Всколыхнулся мир, возроптал. Мужики, что покрепче, к ножам засапожным потянулись. Дурость — на воев оружных бросаться, ан от бедованья многолетнего и не такое удумаешь. А дружинники будто того и ждали: самых борзых посекли, остальных же, кто пощады запросил, били долго и плевали в них. Потом блуд в Острожье учинили. Дружиннички во славу победы своей перепились знатно да, накушамшись, с девками своевольничать стали, почитай всех, кто в лес не утек, перепробовали. А в лес-то немногие утекли, потому как не ждали мытарей.

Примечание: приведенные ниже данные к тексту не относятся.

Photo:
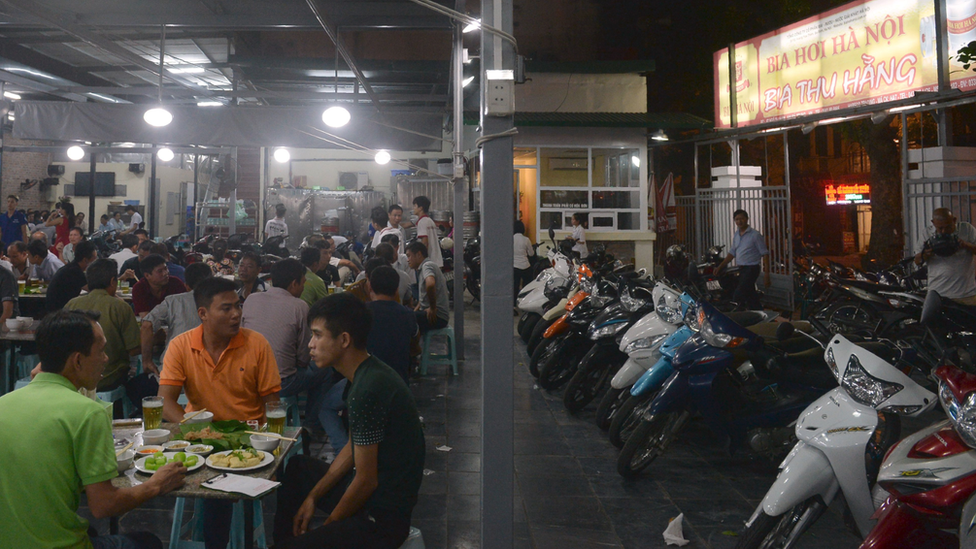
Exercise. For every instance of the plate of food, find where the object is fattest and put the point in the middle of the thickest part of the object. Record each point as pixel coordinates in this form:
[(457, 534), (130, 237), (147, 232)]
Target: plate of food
[(239, 460), (150, 464)]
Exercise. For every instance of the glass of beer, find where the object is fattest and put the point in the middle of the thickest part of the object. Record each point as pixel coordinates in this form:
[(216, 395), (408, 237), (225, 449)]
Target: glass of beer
[(152, 412), (276, 413)]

На следующий день дружинники подчистую все из изб выгребли, на ладью сгрузили да отчалили. А Острожье осталось. На погибель себе осталось...
Месяц людины промыкались, кореньями да рыбой, что чудом выловить удавалось, питались. Иной раз косой в силки угодит, так для всего села праздник. А как снежок сеять начал, совсем тяжко стало. Стыло, голодно. Думали всем миром в Родовую Избу сгрудиться да запалить себя. Гнева божьего побоялись, не то бы точно руки на себя наложили. Сказал Ворох-большак, что раз доля такая выпала, надобно принять ее, потому как ничто в Яви спроста не делается, раз случилось, значит, богам так угодно. Сказал большак, что удача — она переменчива. Сегодня к тебе задницей повернется, а завтра излобызает всего. Может, избавление откуда придет, кто знает? Уважали Вороха, потому и послушались, от худого дела отворотились.
Прав оказался большак, пришло избавление. По первопутку, как лед на Днепре встал, санный обоз пришел, прямо по льду, словно по тракту наезженному.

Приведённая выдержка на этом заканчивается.